Fucking stupid. Ludicrous. Impossible.
“Earth to Will,” Cheyenne said. “A lead has landed. What’s your problem?”
Keeping her…he didn’t deserve to even consider it. He’d done nothing to earn her. He’d failed his men, his country, and last night he’d failed her. Spectacularly. So what the fuck was he thinking? And who said she would get on board with that kind of craziness? She might like his hands on her, but that didn’t mean she wanted to be tied to him. That didn’t mean she thought he was good enough.
Because he wasn’t. Damaged and angry; the frog, not the Prince.
“Hey, Blackheart, where’s your Glock?”
His hand went to his holster automatically and landed on the smooth butt of his gun.
“Yeah,” Cheyenne said. “That’s what I thought.”
He looked up at her, and in that single space of breath, let himself imagine it.
Together.
“Why are you looking at me like that?” she demanded. Color bloomed in her cheeks, and the temptation to touch her made his hands curl into impotent fists. Impatience snapped within him, fed by the prowling, restless hunger she’d awoken, and he understood then that only part of him was still fighting.
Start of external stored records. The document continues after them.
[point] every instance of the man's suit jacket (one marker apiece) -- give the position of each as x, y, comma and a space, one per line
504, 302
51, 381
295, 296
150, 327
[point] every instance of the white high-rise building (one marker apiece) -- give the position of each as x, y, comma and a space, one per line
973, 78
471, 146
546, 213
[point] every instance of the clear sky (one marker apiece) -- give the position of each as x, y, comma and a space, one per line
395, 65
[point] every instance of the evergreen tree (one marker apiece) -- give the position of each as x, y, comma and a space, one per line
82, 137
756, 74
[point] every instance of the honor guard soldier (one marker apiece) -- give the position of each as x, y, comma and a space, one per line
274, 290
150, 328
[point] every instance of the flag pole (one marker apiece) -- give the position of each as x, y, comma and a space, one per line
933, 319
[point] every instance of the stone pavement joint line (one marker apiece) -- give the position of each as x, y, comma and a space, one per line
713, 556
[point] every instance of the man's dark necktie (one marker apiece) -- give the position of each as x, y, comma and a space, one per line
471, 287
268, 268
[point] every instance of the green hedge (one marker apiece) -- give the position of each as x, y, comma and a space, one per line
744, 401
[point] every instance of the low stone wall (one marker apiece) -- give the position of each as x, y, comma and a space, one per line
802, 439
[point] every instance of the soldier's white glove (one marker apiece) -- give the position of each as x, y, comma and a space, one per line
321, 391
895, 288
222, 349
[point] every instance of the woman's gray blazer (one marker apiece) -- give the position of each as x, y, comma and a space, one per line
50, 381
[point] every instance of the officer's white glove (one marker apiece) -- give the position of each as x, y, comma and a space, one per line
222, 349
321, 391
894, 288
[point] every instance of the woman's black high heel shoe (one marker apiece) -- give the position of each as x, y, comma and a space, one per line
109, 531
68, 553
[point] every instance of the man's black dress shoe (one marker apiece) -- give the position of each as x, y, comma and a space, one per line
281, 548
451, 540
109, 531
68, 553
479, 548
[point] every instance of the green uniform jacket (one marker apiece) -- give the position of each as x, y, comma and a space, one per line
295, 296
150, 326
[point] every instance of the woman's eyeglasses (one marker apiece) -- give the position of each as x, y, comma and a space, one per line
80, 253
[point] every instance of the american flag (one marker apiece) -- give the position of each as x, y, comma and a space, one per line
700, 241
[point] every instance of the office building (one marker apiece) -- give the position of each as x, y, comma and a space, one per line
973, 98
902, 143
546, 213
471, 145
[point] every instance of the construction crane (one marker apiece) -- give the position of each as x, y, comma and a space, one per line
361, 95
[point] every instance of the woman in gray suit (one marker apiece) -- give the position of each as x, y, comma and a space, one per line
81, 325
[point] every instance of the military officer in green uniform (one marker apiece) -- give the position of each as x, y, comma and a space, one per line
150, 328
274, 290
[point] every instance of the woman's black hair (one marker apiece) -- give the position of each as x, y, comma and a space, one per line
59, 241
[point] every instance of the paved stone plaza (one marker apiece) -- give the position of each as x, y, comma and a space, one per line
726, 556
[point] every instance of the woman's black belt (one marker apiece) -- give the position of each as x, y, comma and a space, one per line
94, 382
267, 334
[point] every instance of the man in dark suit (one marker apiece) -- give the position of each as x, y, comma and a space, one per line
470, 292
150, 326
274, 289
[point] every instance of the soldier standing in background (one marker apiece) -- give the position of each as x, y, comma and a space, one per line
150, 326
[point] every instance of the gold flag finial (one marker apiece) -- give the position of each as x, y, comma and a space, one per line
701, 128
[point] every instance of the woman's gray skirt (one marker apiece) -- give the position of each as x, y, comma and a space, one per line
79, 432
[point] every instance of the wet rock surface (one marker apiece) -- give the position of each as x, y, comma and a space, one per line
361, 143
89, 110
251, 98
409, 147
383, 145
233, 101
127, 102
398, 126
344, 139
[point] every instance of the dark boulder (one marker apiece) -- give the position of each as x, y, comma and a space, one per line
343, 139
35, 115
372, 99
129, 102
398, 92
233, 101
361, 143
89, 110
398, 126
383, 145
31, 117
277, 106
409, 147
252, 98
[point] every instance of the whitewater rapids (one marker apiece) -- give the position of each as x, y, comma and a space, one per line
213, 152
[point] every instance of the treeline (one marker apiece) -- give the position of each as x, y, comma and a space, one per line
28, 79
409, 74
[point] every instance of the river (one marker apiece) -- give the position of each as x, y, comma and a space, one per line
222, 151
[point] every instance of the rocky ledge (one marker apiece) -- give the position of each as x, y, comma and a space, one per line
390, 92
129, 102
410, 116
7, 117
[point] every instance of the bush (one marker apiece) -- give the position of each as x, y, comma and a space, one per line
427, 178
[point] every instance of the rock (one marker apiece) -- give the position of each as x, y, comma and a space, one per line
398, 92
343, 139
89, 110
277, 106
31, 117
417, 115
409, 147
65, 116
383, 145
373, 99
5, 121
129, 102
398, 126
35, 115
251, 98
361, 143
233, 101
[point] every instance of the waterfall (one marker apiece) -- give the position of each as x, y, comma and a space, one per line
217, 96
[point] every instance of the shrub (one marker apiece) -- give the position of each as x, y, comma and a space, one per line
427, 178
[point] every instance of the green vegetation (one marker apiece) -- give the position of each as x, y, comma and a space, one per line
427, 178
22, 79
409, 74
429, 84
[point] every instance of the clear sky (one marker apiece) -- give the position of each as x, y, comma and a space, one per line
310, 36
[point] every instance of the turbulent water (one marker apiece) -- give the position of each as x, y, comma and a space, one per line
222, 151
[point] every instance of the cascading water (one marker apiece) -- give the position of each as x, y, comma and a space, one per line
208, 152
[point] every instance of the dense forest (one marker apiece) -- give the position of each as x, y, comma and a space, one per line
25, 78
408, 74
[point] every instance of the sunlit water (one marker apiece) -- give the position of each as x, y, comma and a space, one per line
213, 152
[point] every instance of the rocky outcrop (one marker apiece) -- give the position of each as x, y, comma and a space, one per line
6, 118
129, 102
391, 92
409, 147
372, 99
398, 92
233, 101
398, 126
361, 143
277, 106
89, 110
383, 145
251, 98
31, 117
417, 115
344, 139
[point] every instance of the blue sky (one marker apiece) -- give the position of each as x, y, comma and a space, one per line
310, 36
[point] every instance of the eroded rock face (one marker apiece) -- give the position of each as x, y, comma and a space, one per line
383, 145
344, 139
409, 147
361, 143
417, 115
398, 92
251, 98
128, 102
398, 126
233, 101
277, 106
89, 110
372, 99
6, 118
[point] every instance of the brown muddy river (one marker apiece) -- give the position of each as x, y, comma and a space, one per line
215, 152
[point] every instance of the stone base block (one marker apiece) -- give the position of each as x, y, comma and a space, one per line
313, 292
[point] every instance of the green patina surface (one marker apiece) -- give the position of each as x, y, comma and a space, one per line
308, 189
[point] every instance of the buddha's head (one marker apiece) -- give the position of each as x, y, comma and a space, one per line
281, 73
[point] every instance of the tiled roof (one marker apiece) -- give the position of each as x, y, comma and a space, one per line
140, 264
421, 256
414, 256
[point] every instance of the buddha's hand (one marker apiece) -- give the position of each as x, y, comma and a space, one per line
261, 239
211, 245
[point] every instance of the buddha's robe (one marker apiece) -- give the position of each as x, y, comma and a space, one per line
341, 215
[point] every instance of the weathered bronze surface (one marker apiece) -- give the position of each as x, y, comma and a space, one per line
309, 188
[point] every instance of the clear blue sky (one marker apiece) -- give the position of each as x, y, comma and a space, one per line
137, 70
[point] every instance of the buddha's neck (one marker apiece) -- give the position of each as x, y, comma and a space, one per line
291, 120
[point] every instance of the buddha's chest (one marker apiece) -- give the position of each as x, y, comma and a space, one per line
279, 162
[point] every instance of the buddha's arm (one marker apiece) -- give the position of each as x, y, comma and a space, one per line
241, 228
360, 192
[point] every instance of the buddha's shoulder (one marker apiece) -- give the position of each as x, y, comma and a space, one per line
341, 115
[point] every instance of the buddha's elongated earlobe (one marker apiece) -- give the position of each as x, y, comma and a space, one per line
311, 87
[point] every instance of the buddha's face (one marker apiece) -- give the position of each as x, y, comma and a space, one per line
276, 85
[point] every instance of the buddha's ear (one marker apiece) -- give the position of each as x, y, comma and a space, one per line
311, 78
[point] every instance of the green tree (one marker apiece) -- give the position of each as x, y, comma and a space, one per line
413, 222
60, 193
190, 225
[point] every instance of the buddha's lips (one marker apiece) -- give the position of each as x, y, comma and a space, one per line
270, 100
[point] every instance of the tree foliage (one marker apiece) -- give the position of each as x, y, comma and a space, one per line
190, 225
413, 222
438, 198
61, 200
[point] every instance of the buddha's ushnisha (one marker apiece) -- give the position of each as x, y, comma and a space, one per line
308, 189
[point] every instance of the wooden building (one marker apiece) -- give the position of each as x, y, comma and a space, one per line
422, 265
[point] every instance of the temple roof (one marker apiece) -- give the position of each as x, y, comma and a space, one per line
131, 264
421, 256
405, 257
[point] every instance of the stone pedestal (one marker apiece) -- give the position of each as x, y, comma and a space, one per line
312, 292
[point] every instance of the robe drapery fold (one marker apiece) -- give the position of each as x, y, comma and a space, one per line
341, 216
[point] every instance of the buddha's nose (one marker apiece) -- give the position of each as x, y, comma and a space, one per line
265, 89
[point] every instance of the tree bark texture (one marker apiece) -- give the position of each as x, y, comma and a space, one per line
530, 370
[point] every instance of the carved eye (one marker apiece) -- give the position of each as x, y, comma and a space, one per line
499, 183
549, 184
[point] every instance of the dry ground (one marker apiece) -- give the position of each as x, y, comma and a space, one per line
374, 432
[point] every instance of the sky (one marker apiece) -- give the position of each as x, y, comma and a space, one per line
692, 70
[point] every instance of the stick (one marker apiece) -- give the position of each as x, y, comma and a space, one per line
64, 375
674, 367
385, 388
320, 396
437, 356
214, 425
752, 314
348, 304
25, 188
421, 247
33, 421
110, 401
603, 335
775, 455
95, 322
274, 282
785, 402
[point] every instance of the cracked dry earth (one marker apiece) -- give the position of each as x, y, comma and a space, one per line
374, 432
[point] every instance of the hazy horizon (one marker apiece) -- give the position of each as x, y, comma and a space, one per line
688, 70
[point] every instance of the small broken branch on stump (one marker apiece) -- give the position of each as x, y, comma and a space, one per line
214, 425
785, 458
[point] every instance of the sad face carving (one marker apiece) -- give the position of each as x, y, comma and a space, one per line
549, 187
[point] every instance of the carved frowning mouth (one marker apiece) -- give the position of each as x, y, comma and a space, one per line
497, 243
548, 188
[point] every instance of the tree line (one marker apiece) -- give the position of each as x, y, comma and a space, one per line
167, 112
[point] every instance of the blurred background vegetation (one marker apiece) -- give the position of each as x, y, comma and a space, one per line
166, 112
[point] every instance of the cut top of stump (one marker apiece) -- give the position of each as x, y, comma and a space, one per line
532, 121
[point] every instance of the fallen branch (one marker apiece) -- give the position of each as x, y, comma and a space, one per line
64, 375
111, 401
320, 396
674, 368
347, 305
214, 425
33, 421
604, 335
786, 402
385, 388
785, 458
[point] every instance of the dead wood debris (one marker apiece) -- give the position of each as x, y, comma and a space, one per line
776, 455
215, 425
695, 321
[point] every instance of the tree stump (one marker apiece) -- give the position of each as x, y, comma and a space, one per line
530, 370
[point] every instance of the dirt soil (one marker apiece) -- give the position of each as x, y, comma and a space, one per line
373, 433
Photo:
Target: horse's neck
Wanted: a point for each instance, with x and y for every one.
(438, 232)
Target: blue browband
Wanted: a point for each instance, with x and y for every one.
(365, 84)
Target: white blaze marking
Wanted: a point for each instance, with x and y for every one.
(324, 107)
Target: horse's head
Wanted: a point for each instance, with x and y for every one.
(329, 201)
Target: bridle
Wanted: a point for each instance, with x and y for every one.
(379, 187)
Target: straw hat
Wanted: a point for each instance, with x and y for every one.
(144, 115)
The rest had surrendered. Had staked its claim. Had only two goals left: to woo her, because she deserved to be wooed, and to take her.
Because he was going to lose his fucking mind if he didn’t.
And that part of him didn’t give a shit about his mission, or the weapons, or the men whose hands were steeped in blood. About the bitch who’d slaughtered his team, or the traitor who’d betrayed him, or the bastard who might very well try to kill his own kid to protect himself.